Notes from an All-Julia Honours Thesis
2024-07-10 , Method (1.5)

For my Honours thesis, I extended Udell et al.'s work in Generalised Low-Rank Models (GLRMs), making GLRMs a tool for projecting data sets to a "fair" space according to various definitions of fairness. This enables the identifying of features that may act as proxy discriminators for protected characteristics such as gender and age. In this talk, I will share my experience of completing a year-long thesis, using Julia as the primary programming language, from zero Julia knowledge.


I will spend most of the three minutes talking about my journey learning Julia, from first encountering it in Udell et al.'s code to submitting an artifact written entirely in Julia. Because my thesis is in machine learning/computational humanities, I would like to highlight the differences, and in particular the advantages, of programming in Julia where most people would program in Python. It would also be nice to garner interest in making libraries for fair machine learning in Julia, which, as far as I know, do not currently exist.
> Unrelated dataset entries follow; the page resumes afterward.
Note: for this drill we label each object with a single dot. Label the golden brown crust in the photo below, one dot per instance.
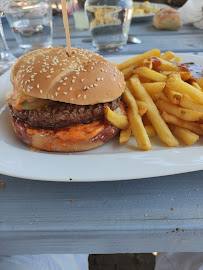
(84, 78)
(167, 18)
(45, 140)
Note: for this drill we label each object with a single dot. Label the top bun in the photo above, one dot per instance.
(85, 78)
(168, 19)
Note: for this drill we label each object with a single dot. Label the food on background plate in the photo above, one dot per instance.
(145, 8)
(57, 102)
(172, 95)
(167, 19)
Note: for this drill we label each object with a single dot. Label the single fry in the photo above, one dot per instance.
(135, 120)
(188, 137)
(153, 114)
(185, 114)
(168, 56)
(163, 65)
(174, 96)
(195, 84)
(128, 72)
(155, 97)
(200, 82)
(177, 60)
(162, 96)
(120, 121)
(154, 88)
(150, 74)
(193, 126)
(142, 107)
(187, 102)
(151, 132)
(125, 135)
(135, 60)
(185, 88)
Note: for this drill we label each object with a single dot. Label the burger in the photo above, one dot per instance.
(57, 102)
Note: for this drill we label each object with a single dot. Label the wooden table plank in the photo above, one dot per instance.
(43, 217)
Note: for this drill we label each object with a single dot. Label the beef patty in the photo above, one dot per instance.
(60, 114)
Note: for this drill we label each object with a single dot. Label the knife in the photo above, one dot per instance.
(131, 39)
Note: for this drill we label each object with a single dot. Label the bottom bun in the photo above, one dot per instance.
(43, 139)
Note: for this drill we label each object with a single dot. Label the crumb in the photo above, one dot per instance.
(2, 185)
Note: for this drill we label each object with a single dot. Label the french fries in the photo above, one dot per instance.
(154, 88)
(153, 114)
(135, 120)
(150, 74)
(139, 58)
(185, 114)
(162, 97)
(125, 135)
(168, 56)
(185, 88)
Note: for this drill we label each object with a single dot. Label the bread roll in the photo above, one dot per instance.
(167, 19)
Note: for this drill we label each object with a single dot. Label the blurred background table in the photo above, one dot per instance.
(156, 214)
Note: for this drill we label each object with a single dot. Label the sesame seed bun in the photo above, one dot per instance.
(85, 78)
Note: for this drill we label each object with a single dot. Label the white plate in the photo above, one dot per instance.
(144, 17)
(108, 162)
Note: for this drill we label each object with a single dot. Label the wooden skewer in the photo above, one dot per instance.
(66, 26)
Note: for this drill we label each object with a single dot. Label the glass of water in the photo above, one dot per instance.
(31, 22)
(109, 22)
(6, 58)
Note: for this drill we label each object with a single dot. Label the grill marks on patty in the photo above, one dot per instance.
(60, 114)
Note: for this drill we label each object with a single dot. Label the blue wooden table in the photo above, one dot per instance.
(154, 214)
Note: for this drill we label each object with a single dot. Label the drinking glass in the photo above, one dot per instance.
(31, 22)
(109, 22)
(79, 14)
(6, 58)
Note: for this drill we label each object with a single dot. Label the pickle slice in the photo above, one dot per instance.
(35, 104)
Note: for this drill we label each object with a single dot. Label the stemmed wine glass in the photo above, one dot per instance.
(6, 57)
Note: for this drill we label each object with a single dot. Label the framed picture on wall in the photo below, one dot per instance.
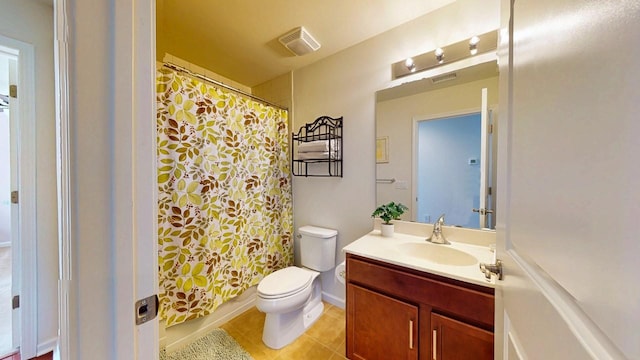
(382, 150)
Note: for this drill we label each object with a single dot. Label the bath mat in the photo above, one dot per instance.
(215, 345)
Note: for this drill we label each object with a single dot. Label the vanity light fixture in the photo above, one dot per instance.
(410, 64)
(473, 45)
(466, 48)
(439, 55)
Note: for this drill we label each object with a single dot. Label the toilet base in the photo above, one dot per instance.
(282, 329)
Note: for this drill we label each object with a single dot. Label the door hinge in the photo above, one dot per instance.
(146, 309)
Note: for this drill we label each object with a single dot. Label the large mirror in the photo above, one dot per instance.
(435, 149)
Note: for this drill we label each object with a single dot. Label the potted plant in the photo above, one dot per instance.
(388, 212)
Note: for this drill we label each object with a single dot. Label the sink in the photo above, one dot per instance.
(440, 254)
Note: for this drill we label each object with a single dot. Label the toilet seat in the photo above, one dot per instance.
(285, 282)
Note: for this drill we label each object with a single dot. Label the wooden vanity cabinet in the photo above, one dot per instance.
(399, 313)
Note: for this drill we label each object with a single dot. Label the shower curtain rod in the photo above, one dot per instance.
(218, 83)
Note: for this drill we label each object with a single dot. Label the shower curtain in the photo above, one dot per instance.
(224, 195)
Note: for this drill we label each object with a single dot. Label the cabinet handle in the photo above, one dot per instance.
(410, 334)
(434, 346)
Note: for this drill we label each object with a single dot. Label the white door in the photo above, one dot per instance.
(130, 185)
(568, 205)
(22, 179)
(15, 207)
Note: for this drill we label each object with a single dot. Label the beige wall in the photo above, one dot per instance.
(344, 85)
(395, 119)
(32, 22)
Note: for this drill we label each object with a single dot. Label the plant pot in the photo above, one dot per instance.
(387, 230)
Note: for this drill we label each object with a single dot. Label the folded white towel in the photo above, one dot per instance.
(318, 146)
(317, 155)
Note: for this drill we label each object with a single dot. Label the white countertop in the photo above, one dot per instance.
(390, 250)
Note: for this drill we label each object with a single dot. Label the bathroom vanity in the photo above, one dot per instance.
(408, 299)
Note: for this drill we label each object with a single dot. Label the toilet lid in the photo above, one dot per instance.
(285, 282)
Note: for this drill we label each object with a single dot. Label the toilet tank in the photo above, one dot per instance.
(317, 247)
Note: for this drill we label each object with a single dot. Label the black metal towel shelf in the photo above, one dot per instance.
(321, 163)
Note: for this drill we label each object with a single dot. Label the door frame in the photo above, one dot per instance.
(27, 215)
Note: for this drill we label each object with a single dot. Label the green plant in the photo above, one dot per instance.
(390, 211)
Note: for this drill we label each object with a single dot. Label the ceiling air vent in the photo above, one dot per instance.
(443, 78)
(299, 41)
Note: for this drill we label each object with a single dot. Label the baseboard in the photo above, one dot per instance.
(46, 347)
(181, 335)
(333, 300)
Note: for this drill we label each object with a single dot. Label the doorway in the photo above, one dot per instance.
(449, 169)
(8, 265)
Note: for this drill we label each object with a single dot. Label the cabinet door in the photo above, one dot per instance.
(452, 339)
(380, 327)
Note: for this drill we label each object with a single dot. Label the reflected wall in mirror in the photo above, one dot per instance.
(435, 174)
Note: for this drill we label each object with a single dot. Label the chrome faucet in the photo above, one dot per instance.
(437, 237)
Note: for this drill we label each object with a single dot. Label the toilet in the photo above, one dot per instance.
(292, 297)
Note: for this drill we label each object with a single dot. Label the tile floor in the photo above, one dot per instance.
(5, 300)
(324, 340)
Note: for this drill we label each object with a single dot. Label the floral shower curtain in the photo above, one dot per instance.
(225, 207)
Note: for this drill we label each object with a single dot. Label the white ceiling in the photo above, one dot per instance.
(238, 39)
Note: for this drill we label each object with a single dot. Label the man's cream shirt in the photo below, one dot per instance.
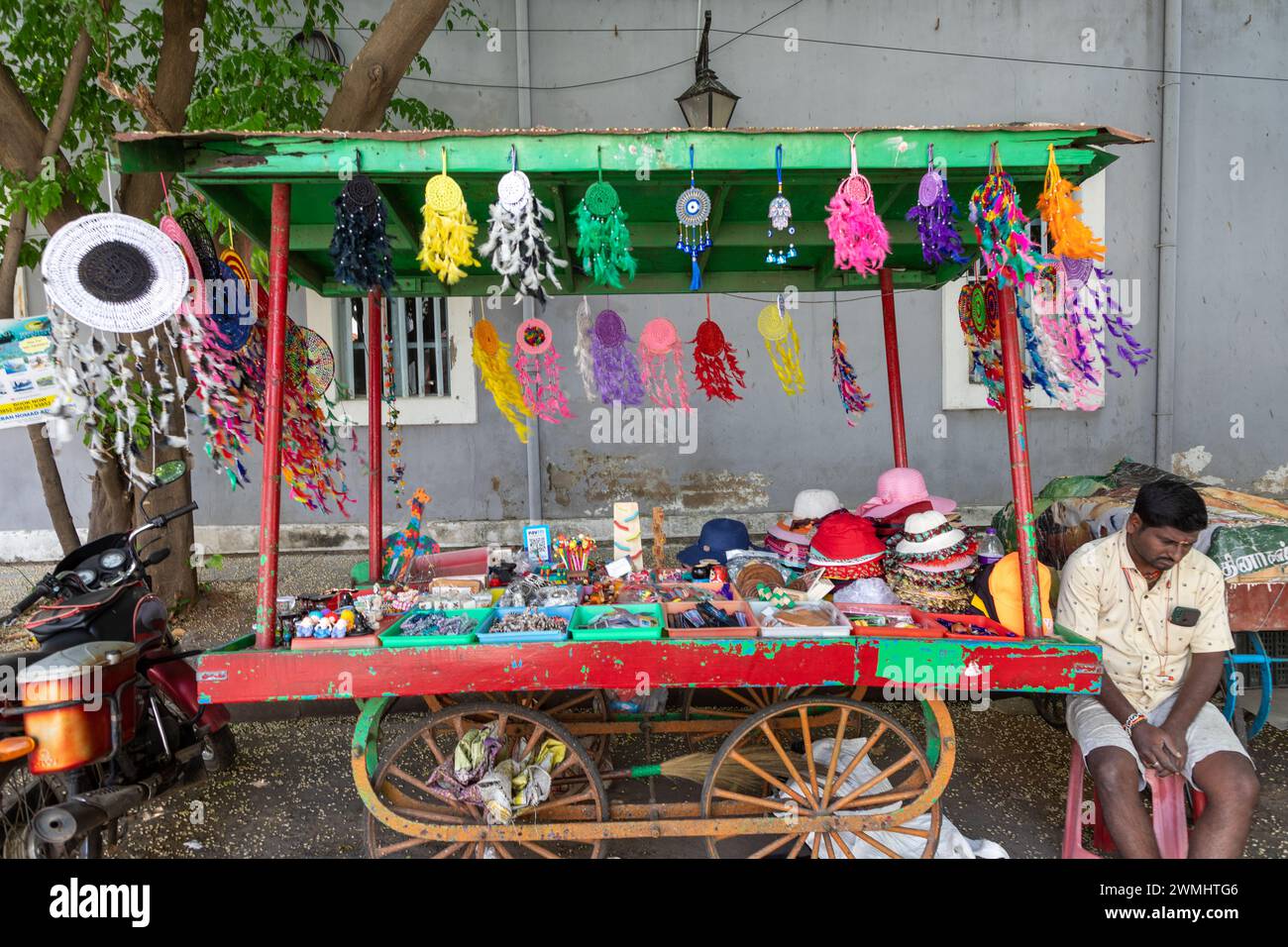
(1106, 598)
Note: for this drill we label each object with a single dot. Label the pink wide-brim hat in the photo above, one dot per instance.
(900, 487)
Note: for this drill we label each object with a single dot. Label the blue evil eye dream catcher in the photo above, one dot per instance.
(694, 211)
(781, 221)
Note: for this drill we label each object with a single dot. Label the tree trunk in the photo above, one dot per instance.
(370, 82)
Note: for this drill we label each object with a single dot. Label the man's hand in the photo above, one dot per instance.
(1158, 749)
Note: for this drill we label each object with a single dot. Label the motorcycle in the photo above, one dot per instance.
(104, 716)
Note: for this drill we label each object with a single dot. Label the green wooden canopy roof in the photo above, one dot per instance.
(649, 169)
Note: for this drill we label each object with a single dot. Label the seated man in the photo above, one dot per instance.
(1158, 611)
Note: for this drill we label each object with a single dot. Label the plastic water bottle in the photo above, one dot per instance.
(990, 548)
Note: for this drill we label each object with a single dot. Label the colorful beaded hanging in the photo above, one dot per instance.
(537, 367)
(389, 392)
(603, 241)
(782, 346)
(859, 239)
(713, 361)
(694, 213)
(781, 219)
(854, 399)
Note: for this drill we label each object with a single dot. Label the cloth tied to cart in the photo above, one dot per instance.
(503, 789)
(952, 843)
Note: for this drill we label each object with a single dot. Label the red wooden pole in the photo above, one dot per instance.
(1021, 486)
(892, 339)
(375, 385)
(270, 489)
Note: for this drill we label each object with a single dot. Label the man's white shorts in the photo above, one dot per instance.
(1094, 727)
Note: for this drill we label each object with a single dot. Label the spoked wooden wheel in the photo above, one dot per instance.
(738, 703)
(565, 706)
(406, 818)
(835, 774)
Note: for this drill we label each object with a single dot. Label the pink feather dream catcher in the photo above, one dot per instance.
(660, 342)
(537, 367)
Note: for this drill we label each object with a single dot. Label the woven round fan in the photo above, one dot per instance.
(114, 272)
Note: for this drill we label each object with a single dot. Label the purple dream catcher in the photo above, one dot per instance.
(617, 371)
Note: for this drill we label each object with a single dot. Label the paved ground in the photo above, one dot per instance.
(291, 792)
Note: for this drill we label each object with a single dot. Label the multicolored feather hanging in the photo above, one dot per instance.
(617, 371)
(854, 399)
(537, 367)
(603, 241)
(935, 215)
(694, 214)
(447, 240)
(782, 346)
(658, 343)
(360, 248)
(713, 361)
(492, 359)
(1067, 234)
(1003, 230)
(518, 245)
(858, 235)
(781, 221)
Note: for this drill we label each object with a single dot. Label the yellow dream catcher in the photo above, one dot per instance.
(492, 357)
(784, 347)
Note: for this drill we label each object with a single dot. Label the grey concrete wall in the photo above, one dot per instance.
(760, 451)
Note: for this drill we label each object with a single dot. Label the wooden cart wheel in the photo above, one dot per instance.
(406, 819)
(816, 784)
(738, 703)
(565, 706)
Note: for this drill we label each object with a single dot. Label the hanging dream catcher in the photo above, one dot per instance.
(492, 357)
(854, 399)
(360, 248)
(713, 361)
(603, 241)
(583, 351)
(1068, 235)
(660, 342)
(537, 365)
(447, 240)
(518, 245)
(935, 215)
(782, 346)
(1003, 230)
(859, 239)
(694, 213)
(781, 219)
(617, 372)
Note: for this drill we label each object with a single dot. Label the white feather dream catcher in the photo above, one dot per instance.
(518, 245)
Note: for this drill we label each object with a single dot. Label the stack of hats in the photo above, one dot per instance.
(901, 492)
(846, 547)
(790, 538)
(931, 565)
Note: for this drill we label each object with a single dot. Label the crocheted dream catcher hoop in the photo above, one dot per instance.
(518, 247)
(694, 213)
(492, 359)
(537, 367)
(713, 361)
(616, 368)
(861, 241)
(776, 328)
(447, 239)
(114, 272)
(660, 342)
(603, 241)
(781, 219)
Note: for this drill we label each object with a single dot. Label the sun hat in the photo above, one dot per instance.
(814, 504)
(114, 272)
(717, 536)
(898, 487)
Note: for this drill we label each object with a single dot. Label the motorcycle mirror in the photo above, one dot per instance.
(168, 472)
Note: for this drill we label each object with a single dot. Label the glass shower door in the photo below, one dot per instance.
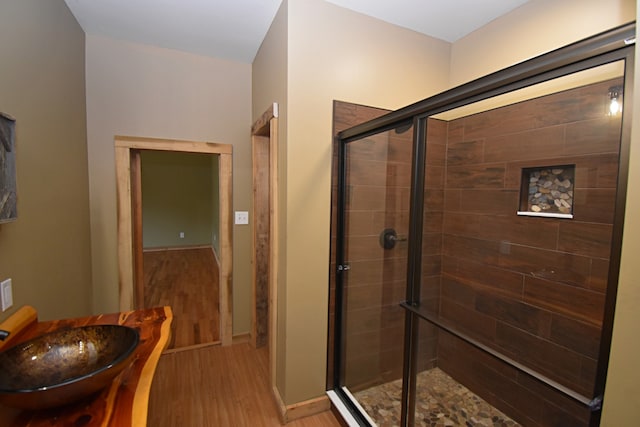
(377, 180)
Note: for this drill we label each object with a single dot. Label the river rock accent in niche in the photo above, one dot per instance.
(547, 191)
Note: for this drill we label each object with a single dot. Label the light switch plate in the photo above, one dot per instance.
(242, 217)
(6, 294)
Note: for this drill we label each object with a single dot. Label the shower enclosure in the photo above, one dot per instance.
(477, 245)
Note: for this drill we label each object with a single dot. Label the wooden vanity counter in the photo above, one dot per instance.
(125, 402)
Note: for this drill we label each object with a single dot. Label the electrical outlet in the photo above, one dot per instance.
(6, 294)
(242, 217)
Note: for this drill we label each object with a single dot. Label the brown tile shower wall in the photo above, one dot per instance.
(532, 288)
(378, 186)
(345, 115)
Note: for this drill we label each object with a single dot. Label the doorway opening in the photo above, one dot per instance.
(130, 243)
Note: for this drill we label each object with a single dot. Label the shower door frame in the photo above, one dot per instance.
(610, 46)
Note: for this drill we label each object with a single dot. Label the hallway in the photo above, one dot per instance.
(186, 280)
(218, 386)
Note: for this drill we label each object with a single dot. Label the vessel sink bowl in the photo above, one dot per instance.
(62, 367)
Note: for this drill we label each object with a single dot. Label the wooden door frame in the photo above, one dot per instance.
(128, 195)
(265, 130)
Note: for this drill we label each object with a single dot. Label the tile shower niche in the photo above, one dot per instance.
(547, 191)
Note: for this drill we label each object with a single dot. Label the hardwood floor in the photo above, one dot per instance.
(186, 280)
(218, 386)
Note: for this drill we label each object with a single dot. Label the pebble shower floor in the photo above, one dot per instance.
(441, 401)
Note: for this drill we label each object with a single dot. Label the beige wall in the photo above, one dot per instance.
(46, 251)
(537, 27)
(622, 392)
(510, 39)
(138, 90)
(331, 53)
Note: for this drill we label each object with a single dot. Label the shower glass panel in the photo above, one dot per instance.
(377, 180)
(520, 202)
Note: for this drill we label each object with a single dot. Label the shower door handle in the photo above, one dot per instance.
(389, 238)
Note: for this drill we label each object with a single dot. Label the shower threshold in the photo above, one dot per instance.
(440, 401)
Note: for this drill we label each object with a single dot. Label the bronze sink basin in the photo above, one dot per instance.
(64, 366)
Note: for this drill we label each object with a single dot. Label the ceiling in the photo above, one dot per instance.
(234, 29)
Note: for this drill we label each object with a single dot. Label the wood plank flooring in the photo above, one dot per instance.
(186, 280)
(218, 386)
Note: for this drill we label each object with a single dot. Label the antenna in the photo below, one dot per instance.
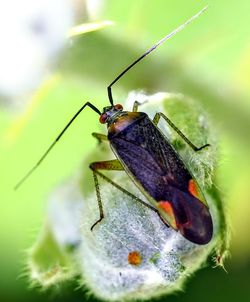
(55, 141)
(164, 39)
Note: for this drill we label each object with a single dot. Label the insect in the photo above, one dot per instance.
(149, 159)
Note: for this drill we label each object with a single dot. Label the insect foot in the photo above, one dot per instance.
(130, 254)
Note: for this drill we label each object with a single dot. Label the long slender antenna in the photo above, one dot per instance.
(55, 141)
(167, 37)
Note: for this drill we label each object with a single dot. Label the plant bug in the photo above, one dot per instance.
(149, 159)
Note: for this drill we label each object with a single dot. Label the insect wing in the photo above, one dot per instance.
(189, 215)
(158, 171)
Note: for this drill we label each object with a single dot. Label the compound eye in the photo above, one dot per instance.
(103, 118)
(118, 107)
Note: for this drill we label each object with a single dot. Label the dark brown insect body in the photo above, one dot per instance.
(156, 168)
(150, 160)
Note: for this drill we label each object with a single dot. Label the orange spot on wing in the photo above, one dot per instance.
(134, 258)
(193, 189)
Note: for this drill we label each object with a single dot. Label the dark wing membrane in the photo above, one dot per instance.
(150, 158)
(192, 217)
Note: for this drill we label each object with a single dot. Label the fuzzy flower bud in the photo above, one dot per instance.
(131, 254)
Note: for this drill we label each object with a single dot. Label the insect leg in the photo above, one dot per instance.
(156, 120)
(137, 104)
(100, 137)
(112, 165)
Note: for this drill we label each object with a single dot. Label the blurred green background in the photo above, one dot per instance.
(209, 61)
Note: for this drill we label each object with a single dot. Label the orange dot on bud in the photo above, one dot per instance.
(134, 258)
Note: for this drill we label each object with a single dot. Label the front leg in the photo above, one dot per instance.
(137, 104)
(100, 137)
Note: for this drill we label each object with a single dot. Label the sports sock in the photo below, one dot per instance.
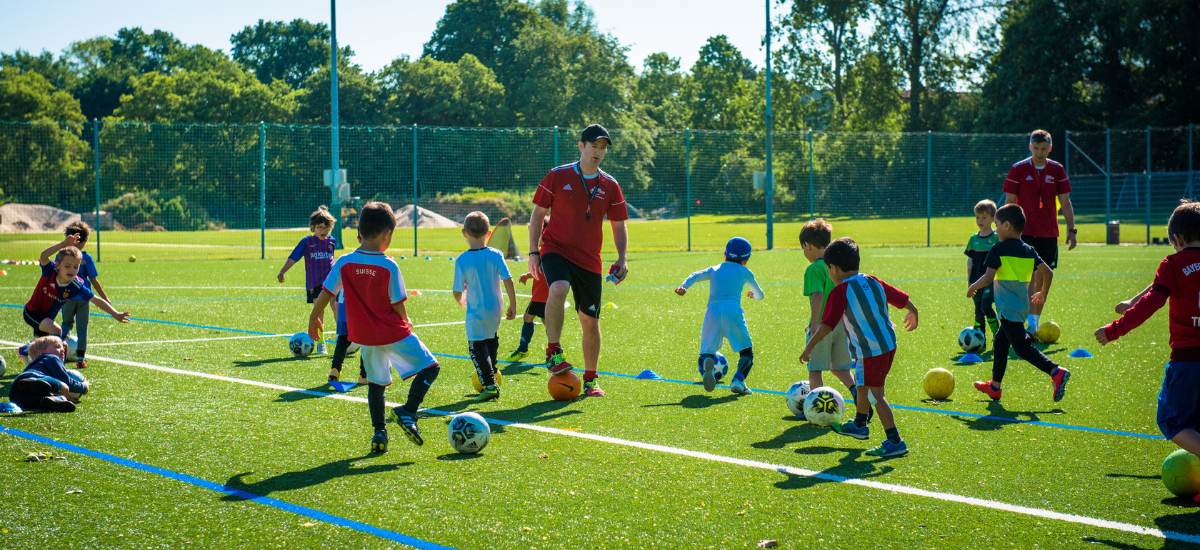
(376, 405)
(421, 383)
(526, 336)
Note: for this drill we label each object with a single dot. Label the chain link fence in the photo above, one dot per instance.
(245, 191)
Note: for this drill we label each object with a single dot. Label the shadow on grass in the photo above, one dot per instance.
(697, 401)
(305, 478)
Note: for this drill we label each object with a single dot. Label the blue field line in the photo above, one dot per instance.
(216, 486)
(622, 375)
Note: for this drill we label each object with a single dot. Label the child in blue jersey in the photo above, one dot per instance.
(317, 251)
(478, 274)
(75, 312)
(725, 318)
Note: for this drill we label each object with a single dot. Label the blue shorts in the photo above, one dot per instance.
(1180, 398)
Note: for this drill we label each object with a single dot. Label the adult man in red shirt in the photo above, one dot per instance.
(1035, 184)
(579, 197)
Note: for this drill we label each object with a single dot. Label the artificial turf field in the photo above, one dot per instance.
(175, 459)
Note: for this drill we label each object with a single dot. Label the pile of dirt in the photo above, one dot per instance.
(424, 217)
(34, 219)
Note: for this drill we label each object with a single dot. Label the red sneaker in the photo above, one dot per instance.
(985, 387)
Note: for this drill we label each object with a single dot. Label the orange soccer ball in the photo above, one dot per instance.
(564, 386)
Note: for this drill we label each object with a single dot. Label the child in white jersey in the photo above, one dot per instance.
(724, 318)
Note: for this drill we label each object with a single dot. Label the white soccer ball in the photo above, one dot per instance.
(823, 406)
(795, 396)
(468, 432)
(720, 366)
(301, 345)
(971, 340)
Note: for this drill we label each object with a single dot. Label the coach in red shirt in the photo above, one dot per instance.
(577, 197)
(1035, 184)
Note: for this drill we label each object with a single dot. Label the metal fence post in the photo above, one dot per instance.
(262, 189)
(95, 151)
(688, 179)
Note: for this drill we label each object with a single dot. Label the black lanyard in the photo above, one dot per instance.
(592, 193)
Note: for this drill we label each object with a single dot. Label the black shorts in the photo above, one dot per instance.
(34, 318)
(585, 285)
(1047, 249)
(537, 309)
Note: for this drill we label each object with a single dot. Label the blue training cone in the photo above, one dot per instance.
(648, 375)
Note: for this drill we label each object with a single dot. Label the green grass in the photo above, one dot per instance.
(532, 489)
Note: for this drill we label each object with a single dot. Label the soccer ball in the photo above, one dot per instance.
(1181, 473)
(300, 345)
(468, 432)
(795, 396)
(720, 366)
(971, 340)
(939, 383)
(78, 377)
(1049, 332)
(823, 406)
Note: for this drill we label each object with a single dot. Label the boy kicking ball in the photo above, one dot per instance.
(725, 318)
(377, 321)
(1177, 282)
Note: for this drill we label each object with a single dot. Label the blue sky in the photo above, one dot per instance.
(377, 30)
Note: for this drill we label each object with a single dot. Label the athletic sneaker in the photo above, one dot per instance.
(557, 363)
(592, 389)
(709, 377)
(889, 449)
(489, 394)
(739, 387)
(849, 429)
(987, 388)
(407, 423)
(379, 442)
(1060, 383)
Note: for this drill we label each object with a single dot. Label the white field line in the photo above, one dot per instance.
(730, 460)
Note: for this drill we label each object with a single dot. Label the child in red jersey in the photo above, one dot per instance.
(1177, 282)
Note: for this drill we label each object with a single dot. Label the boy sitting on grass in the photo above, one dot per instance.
(58, 285)
(478, 274)
(1177, 282)
(861, 303)
(1011, 264)
(45, 384)
(377, 321)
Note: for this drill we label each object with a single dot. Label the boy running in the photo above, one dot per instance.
(861, 303)
(724, 317)
(478, 273)
(317, 251)
(1011, 264)
(1174, 284)
(377, 320)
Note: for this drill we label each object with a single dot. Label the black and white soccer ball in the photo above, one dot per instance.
(469, 432)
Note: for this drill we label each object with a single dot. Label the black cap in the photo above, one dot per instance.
(594, 132)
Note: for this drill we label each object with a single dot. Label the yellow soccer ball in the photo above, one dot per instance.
(939, 383)
(1049, 332)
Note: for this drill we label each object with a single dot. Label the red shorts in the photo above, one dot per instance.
(874, 370)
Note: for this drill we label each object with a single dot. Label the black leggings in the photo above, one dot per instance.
(1012, 334)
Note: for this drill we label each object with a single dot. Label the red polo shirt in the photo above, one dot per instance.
(570, 233)
(1036, 190)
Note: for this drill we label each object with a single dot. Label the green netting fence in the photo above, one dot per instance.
(190, 191)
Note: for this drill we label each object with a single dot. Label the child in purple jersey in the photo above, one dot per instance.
(317, 251)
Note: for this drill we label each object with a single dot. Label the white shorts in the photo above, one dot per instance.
(724, 321)
(408, 356)
(832, 352)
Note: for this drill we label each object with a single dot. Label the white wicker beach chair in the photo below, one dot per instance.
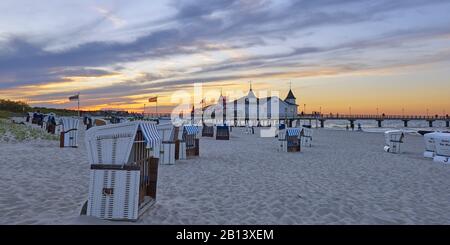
(69, 132)
(167, 151)
(442, 144)
(430, 145)
(123, 177)
(394, 139)
(306, 137)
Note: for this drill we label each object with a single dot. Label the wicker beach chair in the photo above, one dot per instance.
(69, 134)
(394, 139)
(124, 171)
(442, 145)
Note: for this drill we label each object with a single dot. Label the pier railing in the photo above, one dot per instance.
(371, 117)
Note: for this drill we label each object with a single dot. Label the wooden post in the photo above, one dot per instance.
(61, 140)
(379, 123)
(405, 123)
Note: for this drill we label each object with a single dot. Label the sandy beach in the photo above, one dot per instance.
(345, 178)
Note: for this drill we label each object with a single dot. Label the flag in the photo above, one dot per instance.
(75, 97)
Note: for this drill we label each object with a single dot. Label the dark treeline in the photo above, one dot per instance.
(13, 106)
(22, 107)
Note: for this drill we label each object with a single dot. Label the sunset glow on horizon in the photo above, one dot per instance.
(359, 57)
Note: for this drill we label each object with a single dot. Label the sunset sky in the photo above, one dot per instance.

Two major benefits of working with Julia were its performance advantages and intuitive benchmarking suite. As a result, programming in Julia has impacted the outcome of my thesis, especially in particularly tight deadlines. A major moment in my thesis was identifying that my quadratic-time loss function was too computationally expensive to get any meaningful results in time for a major deadline, which I only identified as a result of Julia's benchmarking tools. Being able to compare heap allocations between different algorithms was a major step in my developing a linear-time approximation of my loss function.

Another major advantage I found is that Julia is a new language, and the community is tight-knit and supportive. In particular, there was one academic at my home university who is involved in the Julia community, who took the time out to have a meeting with me discussing using distributed programming in Julia to speed up my quadratic-time loss function.

Finally, I would like to briefly mention some of the challenges I encountered in programming my thesis artifact in Julia. One particular issue I encountered was an incompatibility between Julia's CUDA library and the matrix inverse function in its LinearAlgebra library, which I only managed to solve by closely following the stack trace and reading more deeply about array programming in CUDA.jl.